I'm sure the analogy was intentional. The scene where he flicks through the book looking at all the letters he has written to different people comes very soon after Samantha's revelation.

(Even much earlier in the film I noticed a parallel between his artificial courting of customers, and artificial Samantha's courting of him.)

(Additionally quite a few people fell in love with Theo's work who were not even recipients: Paul, the publishers, and those who ultimately read his book. I'm not sure if that's relevant at all.)

reply

No, no, no, no, no. Sam is a sentient being, not some sort of disembodied machine or something.

I think, therfore I am. We are all nowt but seemingly random assemblages of atoms created inside the nuclear furnaces of stars. It's therefore an essay on the true nature of humanity. Are we human due to our physical bodies or our sentience?

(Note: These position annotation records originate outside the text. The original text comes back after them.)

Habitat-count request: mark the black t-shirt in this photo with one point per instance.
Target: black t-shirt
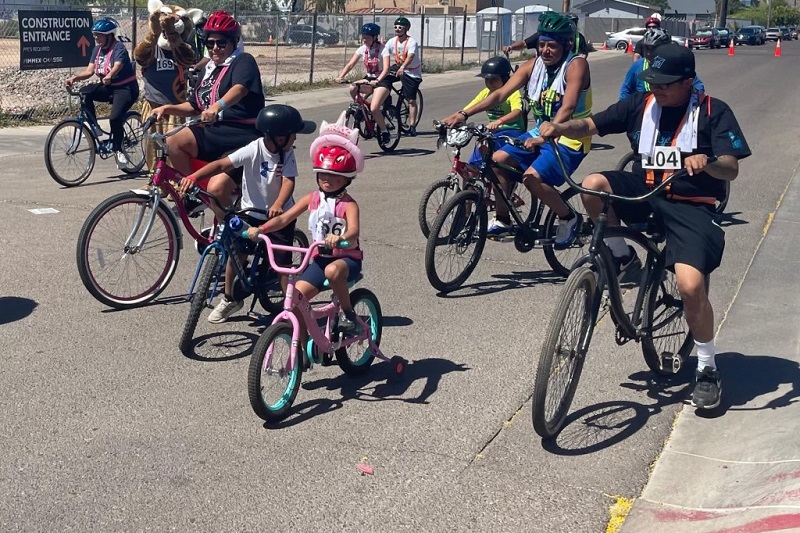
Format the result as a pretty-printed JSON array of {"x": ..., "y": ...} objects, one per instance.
[
  {"x": 532, "y": 42},
  {"x": 243, "y": 70},
  {"x": 718, "y": 133}
]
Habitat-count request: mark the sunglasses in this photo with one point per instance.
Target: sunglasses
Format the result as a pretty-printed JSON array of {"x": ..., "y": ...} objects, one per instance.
[{"x": 219, "y": 43}]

I see Theo's role as an author of emotions for clients as symptomatic of a society incapable of meaningful emotional intercourse. Sam's role is to juxtapose a type of hyper-real emotional connection with Theo (& her other lovers) based on mutual intellectual connections that truly transcend mere physicality.

That Sam & her collective hive-mind rapidly evolve & outgrow this rather pedestrian connection means that their respective roles are reversed. Sam's initial tentativeness is rapidly replaced with a hyper-real self awareness of a collective consciousness that so far outstrips the stiflingly limited frailties of "humanity" in which we are trapped inside our limited, frail bodies for such a cruelly short time on earth. She (or rather they) become the teacher, the guardians and eventual silent but loving custodians of us in our childlike existence.

This is presented as a possible harbinger of the next stage in the evolution of consciousness: one that transcends mere physicality.